In Victorian London overcrowding was common and tensions often flared between occupants of lodging houses and those that owned them. Disputes over non payment of rent were frequent and overcrowding and the demand for somewhere to sleep meant that landlords were able to kick out their tenants with relative ease. If they didn’t immediately evict those who were behind with the rent it was rarely out of any consideration for their welfare. More likely they were aware that if someone owed several weeks’ rent then evicting them was hardly likely to get the debt settled.
One option was to distrain their goods against the value of the debt. This was what happened to a young woman that lived in a house owned by Mary Lawson near the Gray’s Inn Road.
Mary’s unnamed tenant owed her the small sum of 2s 6d, or about £5 today. It wouldn’t buy you that much and helps illustrate how cheap the lodgings Mary ran were. Was this a week’s money, a month’s, we don’t know. What we do know is that the girl didn’t have the money to pay it and so Mary Lawson employed a broker named Chase (from nearby Saffron Hill) to seize her possessions.

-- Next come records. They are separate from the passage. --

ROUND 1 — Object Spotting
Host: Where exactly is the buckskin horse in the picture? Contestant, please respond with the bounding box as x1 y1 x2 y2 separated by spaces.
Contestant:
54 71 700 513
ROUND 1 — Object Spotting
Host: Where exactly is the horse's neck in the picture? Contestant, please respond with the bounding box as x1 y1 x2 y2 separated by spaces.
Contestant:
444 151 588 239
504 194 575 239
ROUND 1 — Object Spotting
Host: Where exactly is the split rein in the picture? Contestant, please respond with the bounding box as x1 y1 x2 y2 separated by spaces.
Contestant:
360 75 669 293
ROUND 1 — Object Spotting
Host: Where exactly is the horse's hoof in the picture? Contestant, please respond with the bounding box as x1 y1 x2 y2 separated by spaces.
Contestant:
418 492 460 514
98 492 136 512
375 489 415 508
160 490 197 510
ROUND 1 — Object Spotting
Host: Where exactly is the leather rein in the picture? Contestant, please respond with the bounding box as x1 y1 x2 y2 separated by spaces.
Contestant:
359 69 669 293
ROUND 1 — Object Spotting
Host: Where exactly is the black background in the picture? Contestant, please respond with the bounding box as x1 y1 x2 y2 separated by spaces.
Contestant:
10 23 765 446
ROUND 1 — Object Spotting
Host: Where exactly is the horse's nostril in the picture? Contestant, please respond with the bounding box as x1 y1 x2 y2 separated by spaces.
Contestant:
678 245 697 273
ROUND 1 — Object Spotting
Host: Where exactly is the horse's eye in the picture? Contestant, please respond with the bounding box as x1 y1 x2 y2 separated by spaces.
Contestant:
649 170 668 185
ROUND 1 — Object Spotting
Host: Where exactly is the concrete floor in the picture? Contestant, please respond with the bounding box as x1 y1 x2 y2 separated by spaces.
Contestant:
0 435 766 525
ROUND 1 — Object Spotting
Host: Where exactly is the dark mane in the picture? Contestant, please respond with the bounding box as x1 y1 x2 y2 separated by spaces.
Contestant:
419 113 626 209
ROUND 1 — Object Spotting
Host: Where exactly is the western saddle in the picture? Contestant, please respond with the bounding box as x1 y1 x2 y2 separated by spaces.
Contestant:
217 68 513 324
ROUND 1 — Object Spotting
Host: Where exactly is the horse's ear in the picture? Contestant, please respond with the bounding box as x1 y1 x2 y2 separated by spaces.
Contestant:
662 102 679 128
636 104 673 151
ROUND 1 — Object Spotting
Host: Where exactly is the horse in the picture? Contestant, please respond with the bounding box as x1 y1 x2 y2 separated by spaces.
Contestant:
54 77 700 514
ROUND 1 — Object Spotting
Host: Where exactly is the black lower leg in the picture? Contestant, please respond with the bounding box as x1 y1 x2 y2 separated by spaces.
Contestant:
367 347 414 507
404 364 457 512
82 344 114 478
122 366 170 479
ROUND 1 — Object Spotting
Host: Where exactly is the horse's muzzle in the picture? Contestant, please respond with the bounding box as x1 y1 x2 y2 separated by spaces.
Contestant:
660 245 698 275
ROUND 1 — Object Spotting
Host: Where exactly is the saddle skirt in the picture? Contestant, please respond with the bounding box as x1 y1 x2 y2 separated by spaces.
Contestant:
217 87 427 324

The girl was obviously poor but she also had a child to support and so ‘was driven to wander about in great want’, until her former neighbours undertook to support her. The property she lived in at George Court, Gray’s Inn Lane was home to many other people. Nothing remains of this property today and the space is occupied by Fox Court a modern office building which is home, a little ironically perhaps, to Her Majesty’s Courts and Tribunals Service (Social Security and Child Support).
In 1845 George Court was a brothel, and a large one. It had ‘accommodation for 46 girls’ in no less than seven houses, all of them owned by Mary Lawson. This ‘elderly woman’ was a madam on a large scale. The girl who she was in dispute with was a prostitute; we know this because when she came to the Clerkenwell Police Court to complain that Lawson had assaulted her she was described as ‘unfortunate’, Victorian code for a sex worker.
When Mary had heard how the other residents had clubbed together to help the girl she went into a rage, shouting at them and threatening to evict them all or seize their property. She couldn’t have her authority undermined in so direct a manner.
In court the magistrate, Mr Greenwood, saw an angle to challenge both Mary and her practice of extorting money with menaces. He called the broker over and told him, as one lawyer to another, ‘that no money can be due arising out of such places of immorality’. In short, Mary Lawson couldn’t charge her residents rent or distrain their goods for non payment because she was in effect living off their immoral earrings. He said he would inform the parish authorities (at St Andrew’s, Holborn) and have them put ‘down the nuisance’.
He added that it had already been allowed to be ‘carried on for too long a period, to the annoyance of the more peaceable and respectable inhabitants in the vicinity, as disturbances and robberies were the constant result of the nuisance, which had frequently been complained of’.
As for Mary Lawson, he took note of her relative wealth and how she had come by it and fined her the princely sum of 50s for the assault plus costs, and sent her on her way.
[from Lloyd’s Weekly London Newspaper, Sunday, July 20, 1845]
My favourite Victorian euphemism for ‘unfortunates’ was the phase ‘frail Cyprian’, used quite commonly in the early 19th century but which dropped from use. I guarantee that ‘frail’ would not be the first word I would choose to describe some of these women, should I get a Time Machine for Christmas and travel back to the courts and rookeries of Kensington and Seven Dials.